While U.S. REITs couldn’t keep up with the S&P 500 in July and for the first seven months, some REIT sectors are keeping up and even topping the market benchmark, according to data released Wednesday. Plus, REITs are outperforming the S&P when it comes to dividend yields, the industry group NAREIT says.
On a total-return basis, the FTSE NAREIT All Equity REITs Index gained 0.8% last month, while the S&P 500 was up 5.1%. Year to date, the FTSE NAREIT All Equity REITs Index improved 6.7% vs. 19.6% for the S&P 500.
On a 12-month basis, the FTSE NAREIT All Equity REITs Index improved 8.9%, compared with 25% for the S&P 500.

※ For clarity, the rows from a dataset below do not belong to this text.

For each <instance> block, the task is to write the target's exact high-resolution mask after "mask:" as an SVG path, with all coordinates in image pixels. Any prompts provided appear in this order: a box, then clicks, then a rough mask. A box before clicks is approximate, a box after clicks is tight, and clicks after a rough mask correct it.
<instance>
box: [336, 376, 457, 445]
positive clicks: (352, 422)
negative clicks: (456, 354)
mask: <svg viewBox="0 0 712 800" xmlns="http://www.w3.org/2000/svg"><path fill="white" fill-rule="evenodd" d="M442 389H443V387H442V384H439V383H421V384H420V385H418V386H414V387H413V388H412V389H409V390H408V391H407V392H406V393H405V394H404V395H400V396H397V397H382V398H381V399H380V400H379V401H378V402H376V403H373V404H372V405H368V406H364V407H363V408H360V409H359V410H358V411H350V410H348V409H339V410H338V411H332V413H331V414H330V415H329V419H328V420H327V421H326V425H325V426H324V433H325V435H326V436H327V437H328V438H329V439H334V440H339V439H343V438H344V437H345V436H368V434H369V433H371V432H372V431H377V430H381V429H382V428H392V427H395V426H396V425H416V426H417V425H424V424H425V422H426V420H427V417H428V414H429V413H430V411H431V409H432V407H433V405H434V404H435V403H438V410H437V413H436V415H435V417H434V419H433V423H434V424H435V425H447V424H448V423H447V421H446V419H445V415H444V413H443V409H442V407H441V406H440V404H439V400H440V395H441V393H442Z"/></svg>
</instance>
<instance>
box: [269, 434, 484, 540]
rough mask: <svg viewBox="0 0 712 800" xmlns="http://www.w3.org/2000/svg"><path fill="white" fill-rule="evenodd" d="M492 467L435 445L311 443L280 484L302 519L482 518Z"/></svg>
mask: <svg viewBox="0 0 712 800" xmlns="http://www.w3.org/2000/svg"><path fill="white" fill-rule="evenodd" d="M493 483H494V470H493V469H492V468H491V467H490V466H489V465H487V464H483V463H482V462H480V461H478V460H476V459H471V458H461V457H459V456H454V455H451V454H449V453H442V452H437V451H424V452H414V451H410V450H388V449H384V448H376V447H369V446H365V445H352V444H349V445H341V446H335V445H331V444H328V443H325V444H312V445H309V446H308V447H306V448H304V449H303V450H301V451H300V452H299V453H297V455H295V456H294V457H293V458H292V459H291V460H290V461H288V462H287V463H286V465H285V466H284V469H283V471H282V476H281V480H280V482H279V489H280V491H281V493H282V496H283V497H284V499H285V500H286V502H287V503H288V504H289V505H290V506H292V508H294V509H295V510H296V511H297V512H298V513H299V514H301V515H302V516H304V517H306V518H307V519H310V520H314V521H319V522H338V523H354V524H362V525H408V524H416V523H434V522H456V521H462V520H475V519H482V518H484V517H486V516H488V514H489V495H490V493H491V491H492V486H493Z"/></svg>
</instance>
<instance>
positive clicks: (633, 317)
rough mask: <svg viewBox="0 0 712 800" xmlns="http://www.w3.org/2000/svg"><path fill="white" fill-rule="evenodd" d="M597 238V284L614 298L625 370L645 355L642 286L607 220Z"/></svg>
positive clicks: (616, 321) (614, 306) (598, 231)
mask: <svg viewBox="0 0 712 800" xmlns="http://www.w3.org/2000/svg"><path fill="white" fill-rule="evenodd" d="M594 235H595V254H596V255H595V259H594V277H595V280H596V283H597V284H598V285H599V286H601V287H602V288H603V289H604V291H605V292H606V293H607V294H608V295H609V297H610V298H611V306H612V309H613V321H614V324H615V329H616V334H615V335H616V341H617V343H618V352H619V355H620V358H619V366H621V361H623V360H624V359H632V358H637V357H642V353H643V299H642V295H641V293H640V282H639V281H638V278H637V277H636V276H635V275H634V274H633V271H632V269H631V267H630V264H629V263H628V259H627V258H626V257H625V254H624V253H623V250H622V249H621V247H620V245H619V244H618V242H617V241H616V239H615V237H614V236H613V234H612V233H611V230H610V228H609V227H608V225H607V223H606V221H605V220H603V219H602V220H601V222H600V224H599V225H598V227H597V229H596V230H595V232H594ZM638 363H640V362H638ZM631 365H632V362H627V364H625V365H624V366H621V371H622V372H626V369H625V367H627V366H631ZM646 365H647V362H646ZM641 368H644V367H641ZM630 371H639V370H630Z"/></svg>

In terms of dividend yields, the FTSE NAREIT All REITs Index yielded 4.3% as of July 31, and the FTSE NAREIT All Equity REITs Index was 3.5%. This performance tops that of the S&P 500, which had a dividend yield of 2.1%.
In addition, the FTSE NAREIT Mortgage REITs Index had a dividend yield of 12.6%, home-financing REITs yielded 14.4%, and commercial-financing REITs yielded 6.9%.
The latest NAREIT data show that all sectors of the U.S. REIT market produced gains for the first seven months of 2013, but the commercial-financing subsector of the mortgage-REITs group outpaced the market index: It produced gains of just over 24% and a dividend yield of 7%.
The lodging/resorts category had total returns of 16.7% for the first seven months of 2013 and a dividend yield of 7% as of July 31. This performance came close to matching that of the S&P 500 year to date.